Este blog não foi criado para quem já fechou as persianas de sua mente e cuidadosamente as fixou para que nenhum filete de luz de novas idéias penetre e perturbe sua sonolenta e estagnante zona de conforto. Este blog é para os poucos que querem entrar na terra firme da experiência direta por não verem outro caminho mais seguro a tomar.

14 junho 2008

Comprometimento

- Fala JR!

- Bom dia Dalton! Que te traz tão cedo por estes lados? Caiu da cama?

- Nada! Vim recarregar meu cartão do ônibus e aproveitei chegar até aqui para te trazer o cd com as estampas. Desculpe-me por não ter lhe trazido na semana passada como havia prometido por telefone. Espero que você não fique chateado comigo; você entende... Estou sobrecarregado, lá na firma acaba tudo caindo em cima da minha mesa. Tenho que bater o escanteio, correr para a área para tentar cabecear e depois, ainda voltar para defender a zaga que, como sempre, vive descoberta.

- Entendo! Quanto a não ficar chateado... Bem, hoje estou de boa, mas, na semana passada, fiquei extremamente chateado com todos vocês. Você tem idéia do prejuízo e contratempo que me causaram?

- Cara, não fique chateado comigo, afinal, lá eu não tenho poder de mando, sou apenas mais um funcionário. Você tem que falar direto com os homens. Já te disse!

- Quer saber? Desencanei! Sou grato pela oportunidade que me deram, mas, minha experiência com eles deixou muito a desejar.

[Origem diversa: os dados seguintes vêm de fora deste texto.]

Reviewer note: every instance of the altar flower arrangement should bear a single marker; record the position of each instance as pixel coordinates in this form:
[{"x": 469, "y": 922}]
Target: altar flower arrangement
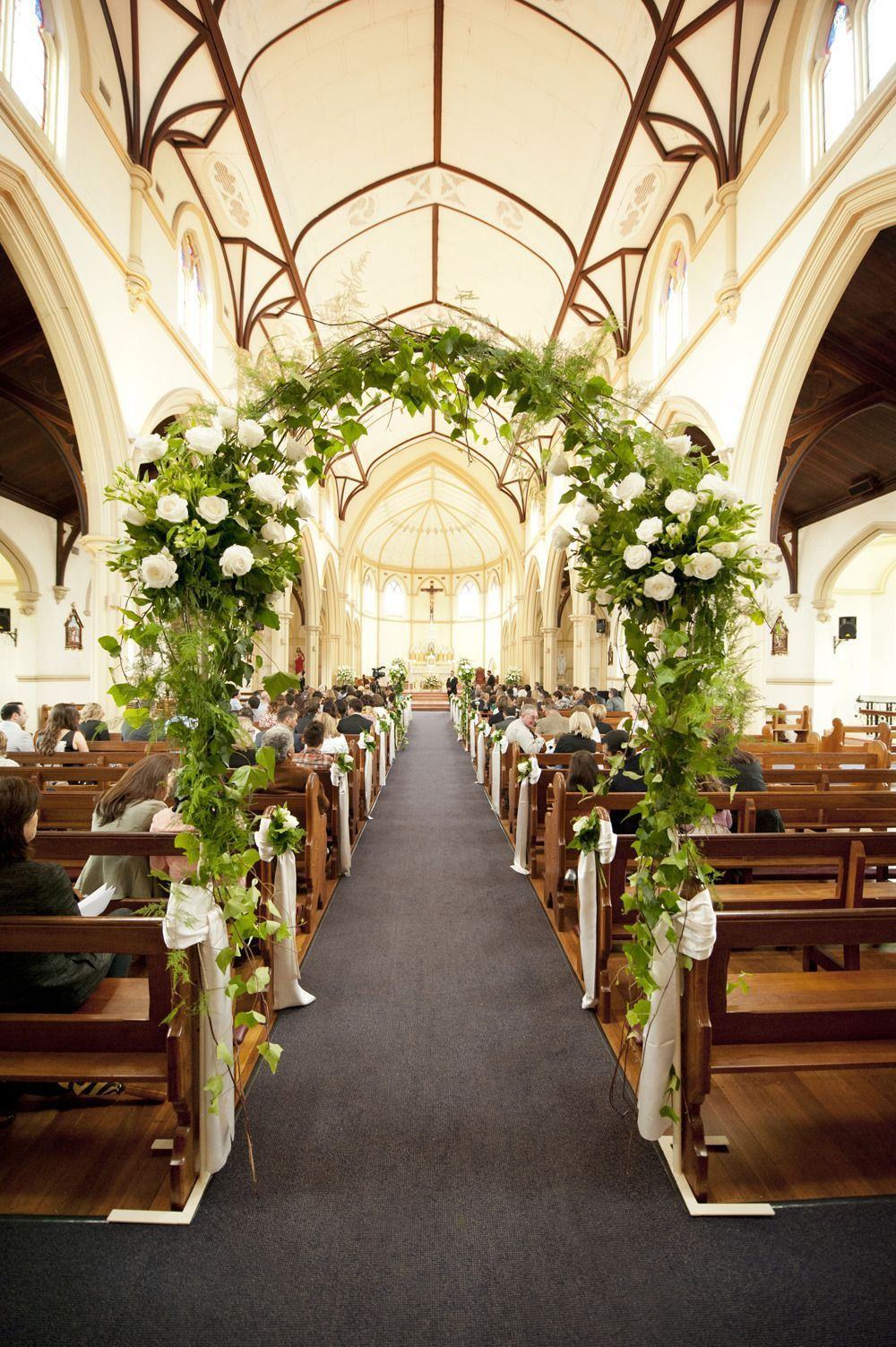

- Não fala assim cara! Os meninos são gente boa, só que estão meio atrapalhados. É preciso levar na macioata, no banho maria... Fica frio! A firma lá promete muito e quem ficar vai cresce junto com ela.

- Desculpe-me Dalton, mas, quem gosta de viver de promessa é romeiro. Desde que começamos nossa relação comercial, os meninos já deram mancada comigo mais que uma vez. Como disse a eles, desde o inicio vesti a camisa da empresa. Houve total comprometimento de minha parte, no entanto, não posso dizer que vi o mesmo da parte deles. Digo isto sem ressentimentos. Como disse, sou grato pela oportunidade que me deram, mas, perdi o pique de criar para eles. Você sabe, desenhista precisa trabalhar livre, leve, solto, sem nenhuma preocupação na cabeça. Como posso querer criar para eles se não sinto firmeza e muito menos comprometimento por parte dos donos da empresa? Até agora, nunca conseguiram cumprir com o palavreado. Sendo assim, fica muito difícil.

- Você está fazendo uma idéia errada deles, JR! Posso lhe garantir.

- Dalton, sei muito bem o que estou lhe falando, afinal de contas, desde que fiz o primeiro site para eles, já estamos trabalhando há mais de um ano e, sinto lhe dizer, sempre furaram com os prazos, tanto no que diz respeito a entrega do material como na hora de fazer os pagamentos. Assim fica muito difícil. Fala-se uma coisa na mesa de reunião só que no percurso da carruagem fazem um caminho voltado somente para a própria direção... As coisas não funcionam assim. É preciso ter em mente que a vida é uma estrada de mão dupla. Uma relação só é uma relação quando ambos os envolvidos saem dela energizados.

- Insisto para que você leve na maciota, pois pode se dar muito bem com os meninos.

- Desculpe-me, mas, seu modo de pensar não condiz com os fatos... Para mim, uma boa viagem tem que ser boa na saída e também durante o percurso do itinerário... Esse lance de gozar só no final, para mim não cola. Além do mais, o que você pensa sobre uma empresa que leva mais de um mês para apreciar um book de cinqüenta estampas e, depois desse período, manda um funcionário ligar para dar a informação de ter aprovado apenas cinco delas?... Você quer que um cara que está dentro do mercado de confecção, estamparia e loja, há mais de 20 anos, acredite que apenas 10% do seu trabalho é vendável?... Se a qualidade dos desenhos apresentados foi tão precária, por que levar mais de um mês com o book nas mãos? Por que não liberá-los para serem trabalhados para outra marca? Detalhe: vendi as demais estampas em apenas dois dias para um concorrente de vocês, que nem sequer pestanejou.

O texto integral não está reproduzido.